Sauté the onions, fresh mushrooms, and garlic in butter.
Sprinkle the mushroom mixture with flour and toss well to coat. The flour helps thicken the soup. Cook the floured mushrooms to cook out the raw flour flavor.
Flavor and Deglaze
Stir the liquids into the soup to deglaze the pan. Add the wine to the mushrooms, stirring up any browned bits on the bottom of the pan, and cook for one minute. Add the reserved porcini mushroom liquid and the chicken or vegetable stock.
Add the aromatics. Add the thyme sprigs, bay leaf, the remaining ½ teaspoon salt, and ground black pepper. Stir and cook for 10 minutes.
Add the cream and simmer for 10-15 more minutes until reduced and thickened. Remove the bay leaf and thyme stems.

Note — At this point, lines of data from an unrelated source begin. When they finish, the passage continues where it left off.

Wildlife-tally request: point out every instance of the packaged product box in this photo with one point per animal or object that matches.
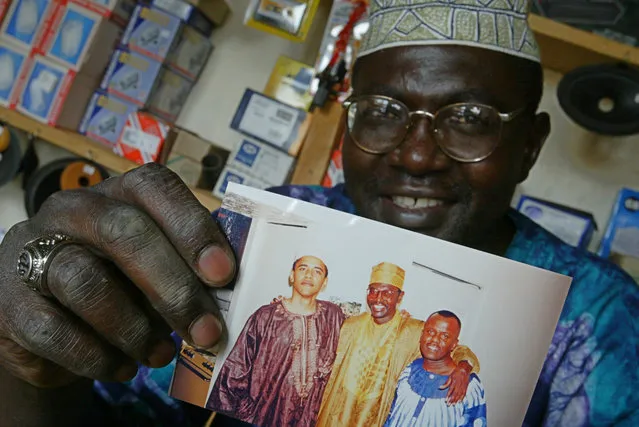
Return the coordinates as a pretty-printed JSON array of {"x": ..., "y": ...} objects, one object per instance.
[
  {"x": 271, "y": 121},
  {"x": 573, "y": 226},
  {"x": 119, "y": 11},
  {"x": 25, "y": 20},
  {"x": 261, "y": 161},
  {"x": 142, "y": 138},
  {"x": 105, "y": 118},
  {"x": 152, "y": 32},
  {"x": 169, "y": 95},
  {"x": 12, "y": 60},
  {"x": 131, "y": 76},
  {"x": 53, "y": 94},
  {"x": 190, "y": 53},
  {"x": 80, "y": 39}
]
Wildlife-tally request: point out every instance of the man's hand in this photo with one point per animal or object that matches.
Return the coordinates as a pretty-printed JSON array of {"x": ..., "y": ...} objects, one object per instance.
[
  {"x": 143, "y": 253},
  {"x": 457, "y": 383}
]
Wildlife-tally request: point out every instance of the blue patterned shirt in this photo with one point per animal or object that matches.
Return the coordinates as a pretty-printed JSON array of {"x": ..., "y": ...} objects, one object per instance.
[{"x": 590, "y": 375}]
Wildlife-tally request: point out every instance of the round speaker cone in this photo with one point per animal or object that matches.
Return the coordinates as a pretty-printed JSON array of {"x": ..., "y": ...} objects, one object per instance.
[{"x": 602, "y": 98}]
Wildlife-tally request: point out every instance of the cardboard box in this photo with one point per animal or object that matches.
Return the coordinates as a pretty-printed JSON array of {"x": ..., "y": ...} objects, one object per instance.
[
  {"x": 215, "y": 10},
  {"x": 188, "y": 13},
  {"x": 25, "y": 21},
  {"x": 142, "y": 138},
  {"x": 169, "y": 95},
  {"x": 190, "y": 53},
  {"x": 105, "y": 118},
  {"x": 131, "y": 76},
  {"x": 53, "y": 94},
  {"x": 573, "y": 226},
  {"x": 152, "y": 32},
  {"x": 119, "y": 11},
  {"x": 230, "y": 174},
  {"x": 80, "y": 39},
  {"x": 261, "y": 161},
  {"x": 271, "y": 121},
  {"x": 12, "y": 61},
  {"x": 197, "y": 161}
]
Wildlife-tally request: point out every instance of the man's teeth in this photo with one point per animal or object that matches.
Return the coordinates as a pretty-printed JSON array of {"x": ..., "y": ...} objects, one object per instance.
[{"x": 413, "y": 203}]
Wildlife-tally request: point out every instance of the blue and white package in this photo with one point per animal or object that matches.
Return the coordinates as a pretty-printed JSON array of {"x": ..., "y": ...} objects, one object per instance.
[
  {"x": 41, "y": 89},
  {"x": 12, "y": 59},
  {"x": 105, "y": 118},
  {"x": 151, "y": 32},
  {"x": 187, "y": 13},
  {"x": 74, "y": 36},
  {"x": 24, "y": 21},
  {"x": 131, "y": 76}
]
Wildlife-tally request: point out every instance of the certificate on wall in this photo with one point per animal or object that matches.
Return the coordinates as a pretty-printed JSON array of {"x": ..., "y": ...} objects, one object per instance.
[{"x": 336, "y": 320}]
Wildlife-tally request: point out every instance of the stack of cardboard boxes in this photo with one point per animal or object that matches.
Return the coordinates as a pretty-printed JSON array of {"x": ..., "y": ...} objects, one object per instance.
[{"x": 54, "y": 53}]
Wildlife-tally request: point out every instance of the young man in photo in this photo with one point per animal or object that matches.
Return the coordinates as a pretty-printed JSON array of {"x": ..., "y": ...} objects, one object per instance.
[{"x": 419, "y": 400}]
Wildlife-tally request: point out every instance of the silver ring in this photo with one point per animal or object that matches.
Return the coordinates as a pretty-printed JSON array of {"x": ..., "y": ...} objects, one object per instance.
[{"x": 35, "y": 258}]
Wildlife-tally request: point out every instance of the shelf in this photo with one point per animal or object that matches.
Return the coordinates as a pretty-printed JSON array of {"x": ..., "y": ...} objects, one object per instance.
[
  {"x": 564, "y": 48},
  {"x": 84, "y": 147}
]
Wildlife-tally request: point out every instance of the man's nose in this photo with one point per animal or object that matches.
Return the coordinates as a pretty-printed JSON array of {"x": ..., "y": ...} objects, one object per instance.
[{"x": 419, "y": 154}]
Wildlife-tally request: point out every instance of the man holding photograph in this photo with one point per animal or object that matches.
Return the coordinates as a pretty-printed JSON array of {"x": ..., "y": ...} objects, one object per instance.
[
  {"x": 419, "y": 400},
  {"x": 374, "y": 347},
  {"x": 278, "y": 368}
]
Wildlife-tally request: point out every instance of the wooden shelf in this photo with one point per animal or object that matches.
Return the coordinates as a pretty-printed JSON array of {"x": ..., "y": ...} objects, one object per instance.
[
  {"x": 564, "y": 48},
  {"x": 84, "y": 147}
]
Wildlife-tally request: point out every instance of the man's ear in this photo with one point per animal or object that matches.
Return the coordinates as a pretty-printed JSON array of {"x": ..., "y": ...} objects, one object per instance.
[{"x": 534, "y": 144}]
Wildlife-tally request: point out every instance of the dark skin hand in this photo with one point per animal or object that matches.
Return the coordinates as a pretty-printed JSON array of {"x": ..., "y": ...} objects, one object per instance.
[
  {"x": 476, "y": 196},
  {"x": 145, "y": 253}
]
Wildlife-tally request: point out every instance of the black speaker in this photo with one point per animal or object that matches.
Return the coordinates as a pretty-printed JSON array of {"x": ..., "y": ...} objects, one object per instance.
[{"x": 602, "y": 98}]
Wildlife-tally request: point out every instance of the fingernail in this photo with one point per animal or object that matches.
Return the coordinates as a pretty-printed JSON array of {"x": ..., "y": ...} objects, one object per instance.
[
  {"x": 216, "y": 265},
  {"x": 161, "y": 354},
  {"x": 126, "y": 372},
  {"x": 206, "y": 331}
]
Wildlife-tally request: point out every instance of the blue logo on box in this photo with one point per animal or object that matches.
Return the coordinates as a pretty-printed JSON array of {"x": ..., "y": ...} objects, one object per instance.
[
  {"x": 72, "y": 37},
  {"x": 10, "y": 65},
  {"x": 247, "y": 153},
  {"x": 41, "y": 89},
  {"x": 230, "y": 177},
  {"x": 26, "y": 19}
]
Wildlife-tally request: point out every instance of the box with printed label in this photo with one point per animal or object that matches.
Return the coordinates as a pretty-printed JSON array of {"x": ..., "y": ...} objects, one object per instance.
[
  {"x": 169, "y": 95},
  {"x": 105, "y": 118},
  {"x": 26, "y": 19},
  {"x": 152, "y": 32},
  {"x": 271, "y": 121},
  {"x": 261, "y": 161},
  {"x": 80, "y": 39},
  {"x": 190, "y": 53},
  {"x": 119, "y": 11},
  {"x": 621, "y": 240},
  {"x": 573, "y": 226},
  {"x": 131, "y": 76},
  {"x": 142, "y": 138},
  {"x": 12, "y": 61},
  {"x": 230, "y": 174},
  {"x": 188, "y": 13},
  {"x": 53, "y": 94}
]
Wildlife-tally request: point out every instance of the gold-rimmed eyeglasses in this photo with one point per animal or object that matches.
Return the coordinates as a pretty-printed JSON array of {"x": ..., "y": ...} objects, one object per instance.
[{"x": 466, "y": 132}]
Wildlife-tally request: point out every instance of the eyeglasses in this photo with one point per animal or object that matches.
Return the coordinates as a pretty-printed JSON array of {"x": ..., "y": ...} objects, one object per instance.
[{"x": 466, "y": 132}]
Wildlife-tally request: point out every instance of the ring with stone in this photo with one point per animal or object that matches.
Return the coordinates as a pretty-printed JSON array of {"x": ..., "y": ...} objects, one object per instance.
[{"x": 35, "y": 258}]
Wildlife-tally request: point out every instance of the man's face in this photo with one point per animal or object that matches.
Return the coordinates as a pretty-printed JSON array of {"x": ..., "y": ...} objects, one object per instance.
[
  {"x": 417, "y": 186},
  {"x": 439, "y": 337},
  {"x": 383, "y": 299},
  {"x": 308, "y": 277}
]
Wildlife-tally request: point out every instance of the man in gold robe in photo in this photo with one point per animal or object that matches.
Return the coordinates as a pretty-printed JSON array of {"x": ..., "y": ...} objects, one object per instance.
[{"x": 373, "y": 350}]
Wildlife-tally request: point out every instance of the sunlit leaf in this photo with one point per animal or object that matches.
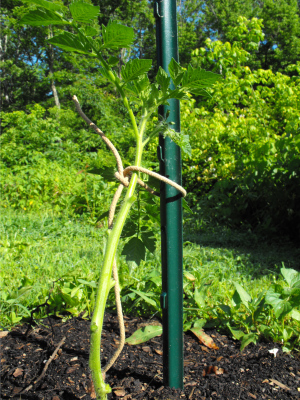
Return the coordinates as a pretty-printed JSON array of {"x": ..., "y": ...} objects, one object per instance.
[
  {"x": 247, "y": 339},
  {"x": 291, "y": 276},
  {"x": 134, "y": 68},
  {"x": 49, "y": 5},
  {"x": 176, "y": 72},
  {"x": 149, "y": 241},
  {"x": 244, "y": 296},
  {"x": 163, "y": 79},
  {"x": 143, "y": 334},
  {"x": 183, "y": 141}
]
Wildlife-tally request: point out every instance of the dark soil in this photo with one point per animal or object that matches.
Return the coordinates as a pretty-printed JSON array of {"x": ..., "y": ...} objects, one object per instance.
[{"x": 209, "y": 374}]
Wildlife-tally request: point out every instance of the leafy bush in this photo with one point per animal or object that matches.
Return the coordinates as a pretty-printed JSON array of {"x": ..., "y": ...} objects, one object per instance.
[{"x": 246, "y": 140}]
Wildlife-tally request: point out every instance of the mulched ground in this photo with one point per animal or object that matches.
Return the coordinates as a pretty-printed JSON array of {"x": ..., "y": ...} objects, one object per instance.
[{"x": 225, "y": 373}]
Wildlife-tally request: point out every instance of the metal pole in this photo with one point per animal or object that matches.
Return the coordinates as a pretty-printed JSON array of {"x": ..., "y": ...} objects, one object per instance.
[{"x": 171, "y": 208}]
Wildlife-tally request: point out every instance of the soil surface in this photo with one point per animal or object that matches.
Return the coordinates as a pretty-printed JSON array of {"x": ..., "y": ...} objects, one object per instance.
[{"x": 209, "y": 374}]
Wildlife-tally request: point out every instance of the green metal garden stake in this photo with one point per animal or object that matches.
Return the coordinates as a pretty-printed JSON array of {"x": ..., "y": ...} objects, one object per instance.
[{"x": 171, "y": 208}]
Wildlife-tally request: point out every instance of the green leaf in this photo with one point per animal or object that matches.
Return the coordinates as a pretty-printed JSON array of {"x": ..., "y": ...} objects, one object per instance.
[
  {"x": 46, "y": 4},
  {"x": 43, "y": 18},
  {"x": 134, "y": 68},
  {"x": 281, "y": 307},
  {"x": 143, "y": 334},
  {"x": 103, "y": 215},
  {"x": 149, "y": 241},
  {"x": 199, "y": 323},
  {"x": 195, "y": 79},
  {"x": 291, "y": 276},
  {"x": 176, "y": 72},
  {"x": 163, "y": 79},
  {"x": 116, "y": 36},
  {"x": 235, "y": 333},
  {"x": 247, "y": 339},
  {"x": 70, "y": 42},
  {"x": 183, "y": 141},
  {"x": 134, "y": 250},
  {"x": 295, "y": 315},
  {"x": 204, "y": 338},
  {"x": 83, "y": 12},
  {"x": 244, "y": 296},
  {"x": 145, "y": 297}
]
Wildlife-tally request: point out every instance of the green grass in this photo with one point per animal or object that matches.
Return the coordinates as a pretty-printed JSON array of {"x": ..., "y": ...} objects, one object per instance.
[{"x": 55, "y": 259}]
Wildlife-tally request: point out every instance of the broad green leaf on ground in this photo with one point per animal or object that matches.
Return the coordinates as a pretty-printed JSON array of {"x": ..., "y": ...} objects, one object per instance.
[
  {"x": 295, "y": 315},
  {"x": 144, "y": 334},
  {"x": 108, "y": 173},
  {"x": 281, "y": 306},
  {"x": 83, "y": 12},
  {"x": 134, "y": 68},
  {"x": 204, "y": 338},
  {"x": 49, "y": 5},
  {"x": 70, "y": 42},
  {"x": 149, "y": 241},
  {"x": 176, "y": 72},
  {"x": 244, "y": 296},
  {"x": 43, "y": 18},
  {"x": 195, "y": 79},
  {"x": 163, "y": 79},
  {"x": 134, "y": 250},
  {"x": 199, "y": 323},
  {"x": 116, "y": 36}
]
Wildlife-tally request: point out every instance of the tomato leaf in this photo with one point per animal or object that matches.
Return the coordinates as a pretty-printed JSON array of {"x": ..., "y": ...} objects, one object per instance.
[
  {"x": 116, "y": 36},
  {"x": 134, "y": 250},
  {"x": 204, "y": 338}
]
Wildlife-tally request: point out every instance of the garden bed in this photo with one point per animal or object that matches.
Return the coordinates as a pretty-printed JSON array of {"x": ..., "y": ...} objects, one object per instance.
[{"x": 225, "y": 373}]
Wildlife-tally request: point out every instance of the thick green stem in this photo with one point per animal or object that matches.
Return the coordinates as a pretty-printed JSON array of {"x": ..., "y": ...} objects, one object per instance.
[{"x": 101, "y": 388}]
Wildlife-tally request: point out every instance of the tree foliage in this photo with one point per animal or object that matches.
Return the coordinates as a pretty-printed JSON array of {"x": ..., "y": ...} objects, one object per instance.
[{"x": 246, "y": 140}]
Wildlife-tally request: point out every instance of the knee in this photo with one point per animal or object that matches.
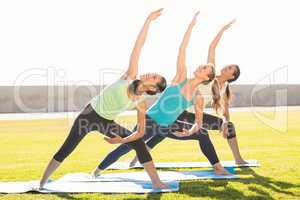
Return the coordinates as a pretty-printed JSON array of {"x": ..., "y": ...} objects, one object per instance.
[
  {"x": 59, "y": 156},
  {"x": 142, "y": 151},
  {"x": 231, "y": 131},
  {"x": 203, "y": 134}
]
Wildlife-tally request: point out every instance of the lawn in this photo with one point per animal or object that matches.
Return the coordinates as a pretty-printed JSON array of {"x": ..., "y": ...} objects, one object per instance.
[{"x": 26, "y": 147}]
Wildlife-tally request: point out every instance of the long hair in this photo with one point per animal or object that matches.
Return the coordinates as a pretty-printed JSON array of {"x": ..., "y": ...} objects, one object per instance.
[
  {"x": 216, "y": 97},
  {"x": 160, "y": 86},
  {"x": 236, "y": 74}
]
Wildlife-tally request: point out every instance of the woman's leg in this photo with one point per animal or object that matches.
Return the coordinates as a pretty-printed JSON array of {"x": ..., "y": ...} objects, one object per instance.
[
  {"x": 77, "y": 133},
  {"x": 205, "y": 144},
  {"x": 211, "y": 122},
  {"x": 121, "y": 150},
  {"x": 142, "y": 153}
]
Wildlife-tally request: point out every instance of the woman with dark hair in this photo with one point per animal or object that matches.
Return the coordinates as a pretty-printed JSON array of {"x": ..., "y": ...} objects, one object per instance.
[
  {"x": 162, "y": 115},
  {"x": 219, "y": 94},
  {"x": 221, "y": 99},
  {"x": 99, "y": 115}
]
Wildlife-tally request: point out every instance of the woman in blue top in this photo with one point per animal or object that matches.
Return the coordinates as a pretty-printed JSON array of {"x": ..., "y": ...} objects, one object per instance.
[
  {"x": 220, "y": 95},
  {"x": 161, "y": 117}
]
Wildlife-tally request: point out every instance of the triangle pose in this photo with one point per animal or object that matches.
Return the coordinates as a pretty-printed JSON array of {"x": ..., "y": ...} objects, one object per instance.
[
  {"x": 99, "y": 115},
  {"x": 168, "y": 116}
]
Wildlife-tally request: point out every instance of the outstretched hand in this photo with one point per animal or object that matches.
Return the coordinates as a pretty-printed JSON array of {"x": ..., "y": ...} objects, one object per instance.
[
  {"x": 227, "y": 26},
  {"x": 183, "y": 133},
  {"x": 195, "y": 18},
  {"x": 224, "y": 130},
  {"x": 155, "y": 14},
  {"x": 115, "y": 140}
]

Note: If you want to make this soup more smooth, use an immersion blender to mix. I don’t blend mine because I like the chunky mushroom texture.
What is the Best Mushroom for Soup
I like a mix of dried porcini mushrooms and cremini mushrooms for this soup because they’re hearty and I think they have more depth of flavor than white button mushrooms. The dried porcini mushrooms are particularly special because they add a deeper mushroom flavor.
What is the Difference Between Condensed Mushroom Soup and Cream of Mushroom Soup
These two products aren’t identical, but they are very similar. Condensed cream of mushroom soup is a concentrated soup that you would add broth or water to make cream of mushroom soup.
Creamy Mushroom Soup
Ingredients
- 3 ounces dried porcini mushrooms about 1 cup dried mushroom
- 1 cup boiling water
- 4 tablespoons butter
- 1 cup diced yellow onion
- 1 ½ pounds cremini brown mushrooms sliced into large chunks
- 3 cloves garlic pressed or minced
- 1 teaspoon kosher salt divided
- 4 tablespoons all-purpose flour
- ½ cup white wine
- 3 cups vegetable or chicken broth
- 4 fresh thyme sprigs
- 1 bay leaf
- ½ teaspoon freshly ground black pepper
- 1 cup heavy cream
Instructions
- Place porcini mushrooms in a bowl and cover with 1 cup of boiling water. Let sit for 15 minutes to rehydrate. When soft, strain the mushrooms, pressing through a mesh strainer. Reserve the liquid and separate any dirt or hard bits from the mushrooms. Finely chop the porcini mushrooms and set aside.
- In a 4 or 5-quart Dutch oven or a heavy bottom pot, melt the butter over medium heat. Add the onions and cook for 2 minutes until they start to soften. Add the fresh chopped mushrooms, stir, and cook for 5 minutes. Add the minced porcini mushrooms and garlic then sprinkle with ½ teaspoon salt. Continue cooking for 10 minutes, stirring occasionally. Sprinkle the mushroom mixture with the flour and toss well to coat. Cook for one minute.
- Stir the wine into the mushrooms until smooth, scraping up any browned bits from the bottom of the pot, and cook for one minute. Add the reserved porcini mushroom liquid and the chicken or vegetable stock. Add the thyme sprigs, bay leaf, the remaining ½ teaspoon salt, and ground black pepper. Bring to a boil, then reduce to a simmer and cook for 10 minutes, stirring occasionally. Add the cream and cook for 10-15 more minutes until reduced and thickened. Remove the bay leaf and thyme stems. Serve hot.